Memphis, Tennessee based Wright Medical is a global medical device maker that was founded in 1950 and focuses on extremities and biologics. Stryker is offering $30.75 for each share of WMGI. That's nearly a 50% premium to Friday's closing price. This is probably the reason that Stryker's price fell. Deals of this nature raise the concern that they are overpaying?

The fit with Stryker seems to be good. Wright Medical's team, products and customer base will slot into Stryker's trauma and extremities business. They have annual sales approaching $1 billion a year, and is a leader in orthopaedic products to repair shoulders, elbows, wrists, hands, feet and ankles. The picture below shows the options for replacing an ankle joint. The biologic products are interesting too, and include consumables used in orthopaedic surgeries such as bone wedges, bone repairing putty, membranes, grafts and glues.

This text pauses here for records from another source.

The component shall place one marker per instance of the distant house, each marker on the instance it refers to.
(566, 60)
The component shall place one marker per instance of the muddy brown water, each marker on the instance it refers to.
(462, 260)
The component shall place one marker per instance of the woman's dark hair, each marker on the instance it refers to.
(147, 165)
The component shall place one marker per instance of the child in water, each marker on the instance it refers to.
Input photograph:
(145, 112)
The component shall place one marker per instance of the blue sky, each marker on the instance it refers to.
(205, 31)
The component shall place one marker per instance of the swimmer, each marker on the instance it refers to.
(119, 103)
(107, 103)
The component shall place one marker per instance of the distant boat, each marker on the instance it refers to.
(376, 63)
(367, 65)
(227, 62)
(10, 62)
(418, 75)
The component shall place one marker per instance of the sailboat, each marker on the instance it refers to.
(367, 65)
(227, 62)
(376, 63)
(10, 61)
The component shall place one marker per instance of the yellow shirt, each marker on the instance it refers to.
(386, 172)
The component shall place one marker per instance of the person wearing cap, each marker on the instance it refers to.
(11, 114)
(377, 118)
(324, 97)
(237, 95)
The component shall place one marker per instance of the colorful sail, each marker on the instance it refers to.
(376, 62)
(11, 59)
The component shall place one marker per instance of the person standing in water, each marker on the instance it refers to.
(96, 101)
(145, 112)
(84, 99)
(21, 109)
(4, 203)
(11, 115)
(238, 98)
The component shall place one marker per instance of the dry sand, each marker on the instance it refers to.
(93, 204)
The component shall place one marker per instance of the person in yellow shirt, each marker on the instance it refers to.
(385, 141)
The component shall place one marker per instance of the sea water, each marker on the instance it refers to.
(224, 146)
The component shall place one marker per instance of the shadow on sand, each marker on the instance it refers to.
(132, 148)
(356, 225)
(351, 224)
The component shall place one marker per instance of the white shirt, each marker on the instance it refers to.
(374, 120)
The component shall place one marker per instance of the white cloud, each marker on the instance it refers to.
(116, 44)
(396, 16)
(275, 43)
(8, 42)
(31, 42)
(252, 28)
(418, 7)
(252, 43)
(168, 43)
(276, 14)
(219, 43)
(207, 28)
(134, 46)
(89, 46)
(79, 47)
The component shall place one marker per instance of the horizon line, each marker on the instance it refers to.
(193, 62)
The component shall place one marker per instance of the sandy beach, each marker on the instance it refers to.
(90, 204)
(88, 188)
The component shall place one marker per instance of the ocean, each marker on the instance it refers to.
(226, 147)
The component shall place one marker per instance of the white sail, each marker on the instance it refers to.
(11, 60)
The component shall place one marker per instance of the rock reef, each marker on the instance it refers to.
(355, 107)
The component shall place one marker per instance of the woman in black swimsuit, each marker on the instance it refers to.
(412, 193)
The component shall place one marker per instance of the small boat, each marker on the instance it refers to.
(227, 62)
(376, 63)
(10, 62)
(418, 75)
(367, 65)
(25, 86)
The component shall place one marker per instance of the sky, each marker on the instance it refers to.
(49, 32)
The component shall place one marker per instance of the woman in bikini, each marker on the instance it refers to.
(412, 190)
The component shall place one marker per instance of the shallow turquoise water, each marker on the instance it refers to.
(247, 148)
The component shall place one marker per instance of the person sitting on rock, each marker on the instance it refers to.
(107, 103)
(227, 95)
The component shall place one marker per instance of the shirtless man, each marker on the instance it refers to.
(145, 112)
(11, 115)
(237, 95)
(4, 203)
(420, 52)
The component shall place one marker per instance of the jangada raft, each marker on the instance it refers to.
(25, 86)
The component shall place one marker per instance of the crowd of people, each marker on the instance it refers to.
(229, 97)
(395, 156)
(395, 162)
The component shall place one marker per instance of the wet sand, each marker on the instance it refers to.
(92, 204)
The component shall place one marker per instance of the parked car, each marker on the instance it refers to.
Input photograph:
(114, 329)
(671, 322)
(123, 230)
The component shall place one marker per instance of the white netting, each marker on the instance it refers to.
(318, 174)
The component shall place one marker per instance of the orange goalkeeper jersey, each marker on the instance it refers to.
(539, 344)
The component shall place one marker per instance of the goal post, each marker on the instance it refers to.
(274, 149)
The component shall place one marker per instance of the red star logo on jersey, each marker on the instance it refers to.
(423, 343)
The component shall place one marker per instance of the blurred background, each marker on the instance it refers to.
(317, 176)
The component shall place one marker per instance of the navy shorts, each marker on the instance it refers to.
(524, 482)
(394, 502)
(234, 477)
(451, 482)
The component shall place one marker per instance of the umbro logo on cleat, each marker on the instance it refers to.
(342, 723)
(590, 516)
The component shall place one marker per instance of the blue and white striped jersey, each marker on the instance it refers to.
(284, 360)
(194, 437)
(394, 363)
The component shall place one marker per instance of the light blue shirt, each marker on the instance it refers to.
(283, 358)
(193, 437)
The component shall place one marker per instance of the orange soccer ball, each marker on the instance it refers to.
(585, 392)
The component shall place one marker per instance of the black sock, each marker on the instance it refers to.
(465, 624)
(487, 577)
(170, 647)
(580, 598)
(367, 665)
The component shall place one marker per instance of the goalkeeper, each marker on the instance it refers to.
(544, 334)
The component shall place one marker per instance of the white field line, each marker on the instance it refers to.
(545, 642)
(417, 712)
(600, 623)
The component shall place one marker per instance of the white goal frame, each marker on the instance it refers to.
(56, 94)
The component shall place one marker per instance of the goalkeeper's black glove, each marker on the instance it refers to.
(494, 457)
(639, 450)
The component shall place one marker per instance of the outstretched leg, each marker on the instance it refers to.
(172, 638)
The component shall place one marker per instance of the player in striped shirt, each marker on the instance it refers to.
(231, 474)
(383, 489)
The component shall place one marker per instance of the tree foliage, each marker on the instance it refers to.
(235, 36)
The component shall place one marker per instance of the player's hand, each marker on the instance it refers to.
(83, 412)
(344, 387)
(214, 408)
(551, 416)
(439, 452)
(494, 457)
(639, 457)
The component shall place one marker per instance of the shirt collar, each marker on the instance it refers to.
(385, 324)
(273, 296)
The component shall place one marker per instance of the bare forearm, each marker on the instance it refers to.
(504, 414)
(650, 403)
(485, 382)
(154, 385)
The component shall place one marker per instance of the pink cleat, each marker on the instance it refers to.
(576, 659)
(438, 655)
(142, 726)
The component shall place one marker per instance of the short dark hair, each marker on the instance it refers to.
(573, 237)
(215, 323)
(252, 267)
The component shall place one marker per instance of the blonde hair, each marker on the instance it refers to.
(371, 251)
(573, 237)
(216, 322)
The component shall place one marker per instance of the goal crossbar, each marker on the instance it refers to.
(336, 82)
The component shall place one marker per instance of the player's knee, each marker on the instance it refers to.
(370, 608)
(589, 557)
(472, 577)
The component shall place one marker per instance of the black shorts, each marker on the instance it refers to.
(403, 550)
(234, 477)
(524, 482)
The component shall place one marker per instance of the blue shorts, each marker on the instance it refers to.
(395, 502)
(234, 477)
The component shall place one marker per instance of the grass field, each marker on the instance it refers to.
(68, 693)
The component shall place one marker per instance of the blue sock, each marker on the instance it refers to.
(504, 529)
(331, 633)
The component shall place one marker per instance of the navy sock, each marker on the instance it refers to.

The boards of directors of both Stryker and Wright Medical have approved the transaction and the deal is expected to close in the second half of 2020. It is expected to have no impact on Stryker's earnings this year, and only a very modest impact in 2020.

I would not be overly concerned that Stryker is becoming too adventurous. $5.4 billion is a lot of money, but Stryker's market capitalisation (the best measure of their enterprise value) is $75.3 billion, so this is well within their financial comfort zone. On we go!